Google, which owns YouTube, announced on Oct. 19 a new dataset of film clips, designed to teach machines how humans move in the world. Called AVA, or “atomic visual actions,” the videos aren’t anything special to human eyes—they’re three second clips of people drinking water and cooking curated from YouTube. But each clip is bundled with a file that outlines the person that a machine learning algorithm should watch, as well as a description of their pose, and whether they’re interacting with another human or object. It’s the digital version of pointing at a dog with a child and coaching them by saying, “dog.”

When more than one person is doing something in a video, each person has their own label.
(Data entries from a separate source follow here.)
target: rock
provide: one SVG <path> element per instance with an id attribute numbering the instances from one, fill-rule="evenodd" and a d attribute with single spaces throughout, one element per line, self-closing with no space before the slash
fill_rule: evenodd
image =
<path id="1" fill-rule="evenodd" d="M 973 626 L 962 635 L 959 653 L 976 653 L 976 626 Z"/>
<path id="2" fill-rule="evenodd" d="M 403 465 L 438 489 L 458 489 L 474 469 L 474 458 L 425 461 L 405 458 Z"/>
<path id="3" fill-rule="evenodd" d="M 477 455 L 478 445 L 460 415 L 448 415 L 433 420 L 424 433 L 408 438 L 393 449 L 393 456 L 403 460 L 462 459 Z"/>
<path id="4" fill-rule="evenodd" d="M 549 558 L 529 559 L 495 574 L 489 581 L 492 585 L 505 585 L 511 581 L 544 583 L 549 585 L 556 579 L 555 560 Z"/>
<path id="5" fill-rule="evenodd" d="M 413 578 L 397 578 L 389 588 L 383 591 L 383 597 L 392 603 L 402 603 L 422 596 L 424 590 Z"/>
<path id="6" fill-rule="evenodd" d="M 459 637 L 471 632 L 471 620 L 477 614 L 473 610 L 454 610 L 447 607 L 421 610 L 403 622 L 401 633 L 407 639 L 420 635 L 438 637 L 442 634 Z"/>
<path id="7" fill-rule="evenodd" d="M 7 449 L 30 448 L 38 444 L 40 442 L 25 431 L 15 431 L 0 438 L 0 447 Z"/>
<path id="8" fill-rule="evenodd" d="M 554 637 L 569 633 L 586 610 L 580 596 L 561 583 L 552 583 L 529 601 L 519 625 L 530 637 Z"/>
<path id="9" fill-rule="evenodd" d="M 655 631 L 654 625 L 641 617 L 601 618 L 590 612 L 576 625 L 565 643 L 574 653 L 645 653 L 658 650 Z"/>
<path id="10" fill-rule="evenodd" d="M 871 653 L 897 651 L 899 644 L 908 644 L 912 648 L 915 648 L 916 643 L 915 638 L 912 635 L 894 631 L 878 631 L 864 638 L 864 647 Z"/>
That way, the algorithm can learn that two people are needed to shake hands.

Labels in Google’s dataset.
Image: Google

This technology could help Google to analyze the years of video it processes on YouTube every day. It could be applied to better target advertising based on whether you’re watching a video of people talk or fight, or in content moderation. The eventual goal is to teach computers social visual intelligence, the authors write in an accompanying research paper, which means “understanding what humans are doing, what might they do next, and what they are trying to achieve.”

The AVA dataset has 57,600 labelled videos that detail 80 actions. Simple actions like standing, talking, listening and walking are represented more in the dataset, with more than 10,000 labels each. The team says in a research paper that using clips from movies does introduce some bias into their work, since there is a “grammar” to filmmaking and some actions are dramatized.

“It is not that we regard this data as perfect,” the researchers write in the associated paper. ” Just that it is better than working with the assortment of user-generated content such as videos of animal tricks, DIY instructional videos, events such as children’s birthday parties, and the like.”

The paper cites trying to find “top actors of various nationalities,” but does not detail in which ways the dataset might be biased by race or gender, as DeepMind did in a similar video dataset.

The AVA dataset is available now to peruse for yourself.